Sussex University: the start of the Autumn Term, 1974. There was not a seat to be had in the biggest Arts lecture theatre on campus. Taut with anticipation, we waited expectantly and impatiently for the advertized event to begin. He was not on time—as usual. In fact rumour had it that he would not be appearing at all that illness (or was it just ennui? or perhaps a mistress?) had confined him to bed. But just as we began sadly to reconcile ourselves to the idea that there would be no performance that day at all, Paul Feyerabend burst through the door at the front of the packed hall. Rather pale, and supporting himself on a short metal crutch, he walked with a limp across to the blackboard. Removing his sweater he picked up the chalk and wrote down three questions one beneath the other: What’s so great about knowledge? What’s so great about science? What’s so great about truth? We were not going to be disappointed after all!

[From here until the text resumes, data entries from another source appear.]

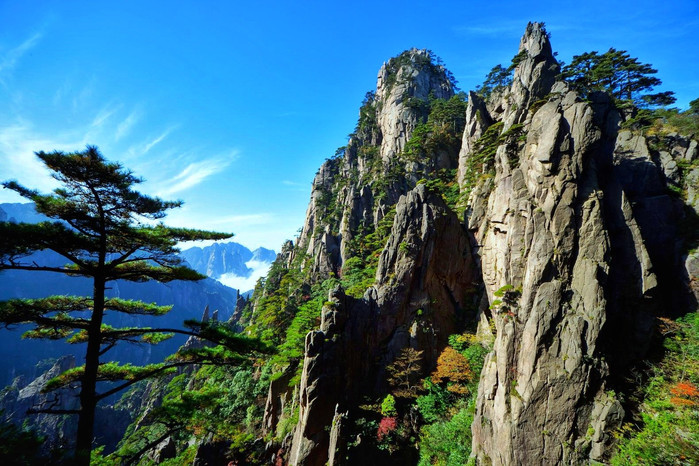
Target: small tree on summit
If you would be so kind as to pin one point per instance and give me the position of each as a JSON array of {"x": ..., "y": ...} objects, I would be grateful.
[
  {"x": 617, "y": 73},
  {"x": 104, "y": 230}
]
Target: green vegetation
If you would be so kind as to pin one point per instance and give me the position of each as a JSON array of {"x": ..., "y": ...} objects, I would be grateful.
[
  {"x": 430, "y": 61},
  {"x": 101, "y": 228},
  {"x": 667, "y": 429},
  {"x": 499, "y": 77},
  {"x": 449, "y": 403},
  {"x": 618, "y": 74}
]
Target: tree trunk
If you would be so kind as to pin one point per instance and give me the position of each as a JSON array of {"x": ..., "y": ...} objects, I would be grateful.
[{"x": 88, "y": 392}]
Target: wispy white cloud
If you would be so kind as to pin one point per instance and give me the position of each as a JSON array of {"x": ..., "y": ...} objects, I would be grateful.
[
  {"x": 243, "y": 284},
  {"x": 194, "y": 174},
  {"x": 148, "y": 146},
  {"x": 10, "y": 59},
  {"x": 125, "y": 126},
  {"x": 18, "y": 143},
  {"x": 102, "y": 117}
]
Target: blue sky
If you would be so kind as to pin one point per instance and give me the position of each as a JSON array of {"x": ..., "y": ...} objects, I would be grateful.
[{"x": 233, "y": 106}]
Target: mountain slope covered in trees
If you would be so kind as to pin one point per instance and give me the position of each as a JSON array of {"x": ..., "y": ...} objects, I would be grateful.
[{"x": 507, "y": 276}]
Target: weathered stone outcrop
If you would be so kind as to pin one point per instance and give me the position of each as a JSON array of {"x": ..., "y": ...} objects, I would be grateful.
[
  {"x": 570, "y": 247},
  {"x": 424, "y": 288},
  {"x": 344, "y": 196},
  {"x": 578, "y": 224}
]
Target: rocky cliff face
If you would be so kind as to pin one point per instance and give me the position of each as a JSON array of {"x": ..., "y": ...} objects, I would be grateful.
[
  {"x": 575, "y": 220},
  {"x": 571, "y": 244}
]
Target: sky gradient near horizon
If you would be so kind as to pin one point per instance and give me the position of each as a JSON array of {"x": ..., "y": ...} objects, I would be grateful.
[{"x": 232, "y": 107}]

During the following weeks of that term, and for the rest of his year as a visiting lecturer, Feyerabend demolished virtually every traditional academic boundary. He held no idea and no person sacred. With unprecedented energy and enthusiasm he discussed anything from Aristotle to the Azande. How does science differ from witchcraft? Does it provide the only rational way of cognitively organizing our experience? What should we do if the pursuit of truth cripples our intellects and stunts our individuality? Suddenly epistemology became an exhilarating area of investigation.

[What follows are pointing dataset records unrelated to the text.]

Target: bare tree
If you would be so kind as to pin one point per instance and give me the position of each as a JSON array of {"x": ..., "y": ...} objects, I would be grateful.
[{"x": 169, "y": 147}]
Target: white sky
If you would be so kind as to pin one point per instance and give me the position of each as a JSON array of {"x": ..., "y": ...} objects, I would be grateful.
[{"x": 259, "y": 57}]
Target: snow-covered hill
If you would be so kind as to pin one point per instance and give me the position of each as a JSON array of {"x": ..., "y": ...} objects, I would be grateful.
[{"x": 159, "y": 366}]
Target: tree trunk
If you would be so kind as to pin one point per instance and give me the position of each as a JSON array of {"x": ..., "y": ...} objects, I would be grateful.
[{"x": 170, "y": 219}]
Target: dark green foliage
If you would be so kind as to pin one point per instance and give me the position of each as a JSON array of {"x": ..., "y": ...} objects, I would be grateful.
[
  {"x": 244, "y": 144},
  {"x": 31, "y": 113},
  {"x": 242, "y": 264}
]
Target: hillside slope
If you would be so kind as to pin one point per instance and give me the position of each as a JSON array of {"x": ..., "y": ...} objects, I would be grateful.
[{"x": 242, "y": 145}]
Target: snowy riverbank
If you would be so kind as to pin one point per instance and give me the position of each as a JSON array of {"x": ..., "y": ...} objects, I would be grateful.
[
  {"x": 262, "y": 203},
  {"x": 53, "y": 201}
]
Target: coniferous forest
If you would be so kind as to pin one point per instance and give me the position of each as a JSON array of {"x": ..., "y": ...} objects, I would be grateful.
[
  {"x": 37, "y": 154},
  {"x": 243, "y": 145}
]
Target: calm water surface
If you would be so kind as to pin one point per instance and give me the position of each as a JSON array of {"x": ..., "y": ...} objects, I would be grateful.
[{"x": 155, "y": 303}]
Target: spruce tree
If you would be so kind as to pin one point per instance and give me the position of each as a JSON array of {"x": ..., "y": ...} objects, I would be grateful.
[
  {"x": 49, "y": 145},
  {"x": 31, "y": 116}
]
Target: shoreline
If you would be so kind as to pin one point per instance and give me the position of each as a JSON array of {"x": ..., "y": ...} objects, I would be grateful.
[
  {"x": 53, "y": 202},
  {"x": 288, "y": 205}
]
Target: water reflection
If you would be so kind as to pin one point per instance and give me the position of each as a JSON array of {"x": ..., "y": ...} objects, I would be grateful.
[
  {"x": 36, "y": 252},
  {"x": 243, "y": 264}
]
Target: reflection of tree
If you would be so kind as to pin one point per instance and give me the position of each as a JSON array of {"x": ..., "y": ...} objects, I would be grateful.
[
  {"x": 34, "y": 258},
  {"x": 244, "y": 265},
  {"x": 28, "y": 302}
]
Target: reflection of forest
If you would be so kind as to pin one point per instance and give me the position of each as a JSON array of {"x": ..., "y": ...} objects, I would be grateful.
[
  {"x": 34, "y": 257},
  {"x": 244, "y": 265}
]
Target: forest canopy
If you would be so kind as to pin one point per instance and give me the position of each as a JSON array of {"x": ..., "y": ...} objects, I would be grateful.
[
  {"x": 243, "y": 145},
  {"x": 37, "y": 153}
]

Feyerabend created spaces in which people could breathe again. He demanded of philosophers that they be receptive to ideas from the most disparate and apparently far-flung domains, and insisted that only in this way could they understand the processes whereby knowledge grows. His listeners were enthralled, and he held his huge audiences until, too ill and too exhausted to continue, he simply began repeating himself. But not before he had brought the house down by writing “Aristotle” in three-foot high letters on the blackboard and then writing “Popper” in tiny, virtually illegible letters beneath it!

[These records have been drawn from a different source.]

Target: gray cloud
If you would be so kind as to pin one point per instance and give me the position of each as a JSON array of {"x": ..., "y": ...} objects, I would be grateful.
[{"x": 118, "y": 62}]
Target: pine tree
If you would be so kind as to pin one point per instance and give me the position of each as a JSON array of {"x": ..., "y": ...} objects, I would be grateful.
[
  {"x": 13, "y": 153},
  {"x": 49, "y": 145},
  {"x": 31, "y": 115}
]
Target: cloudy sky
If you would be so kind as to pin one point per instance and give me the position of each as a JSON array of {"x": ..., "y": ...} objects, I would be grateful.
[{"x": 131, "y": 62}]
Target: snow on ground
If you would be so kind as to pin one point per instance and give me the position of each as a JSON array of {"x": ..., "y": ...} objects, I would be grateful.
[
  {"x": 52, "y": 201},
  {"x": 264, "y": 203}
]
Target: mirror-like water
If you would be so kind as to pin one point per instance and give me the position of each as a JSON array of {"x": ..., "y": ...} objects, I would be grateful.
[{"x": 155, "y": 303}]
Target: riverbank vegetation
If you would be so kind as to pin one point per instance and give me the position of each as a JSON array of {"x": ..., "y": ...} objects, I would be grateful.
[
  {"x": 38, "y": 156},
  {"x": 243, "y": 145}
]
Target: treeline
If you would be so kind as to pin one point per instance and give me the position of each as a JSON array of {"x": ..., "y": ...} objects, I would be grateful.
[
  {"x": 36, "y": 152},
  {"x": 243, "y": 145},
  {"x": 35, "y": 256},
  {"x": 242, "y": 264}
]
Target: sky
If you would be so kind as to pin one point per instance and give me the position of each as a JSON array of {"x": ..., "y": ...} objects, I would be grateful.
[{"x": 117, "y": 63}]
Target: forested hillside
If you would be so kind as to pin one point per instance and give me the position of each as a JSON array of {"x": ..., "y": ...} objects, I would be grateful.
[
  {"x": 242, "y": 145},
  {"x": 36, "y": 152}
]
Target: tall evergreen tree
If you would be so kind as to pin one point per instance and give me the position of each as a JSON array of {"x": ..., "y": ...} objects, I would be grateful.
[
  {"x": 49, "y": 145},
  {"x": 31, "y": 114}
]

Feyerabend later in life. Photograph by Grazia Borrini-Feyerabend
Another thing I hadn’t known was that his health was very poor. He was in the Wehrmacht on the Eastern Front in the Second World War and while directing military traffic during the German retreat he was shot three times, with one bullet hitting his spine, leaving him with chronic pain and difficulty in walking. And, in a way, his iconoclastic attitude towards establishment worship of ‘science’ may have been at least partly influenced by personal experience. The Stanford enclopedia entry hints at that:
Because his health was poor, Feyerabend started seeing a healer who had been recommended to him. The treatment was successful, and thenceforth Feyerabend used to refer to his own case as an example of both the failures of orthodox medicine and the largely unexplored possibilities of “alternative” or traditional remedies.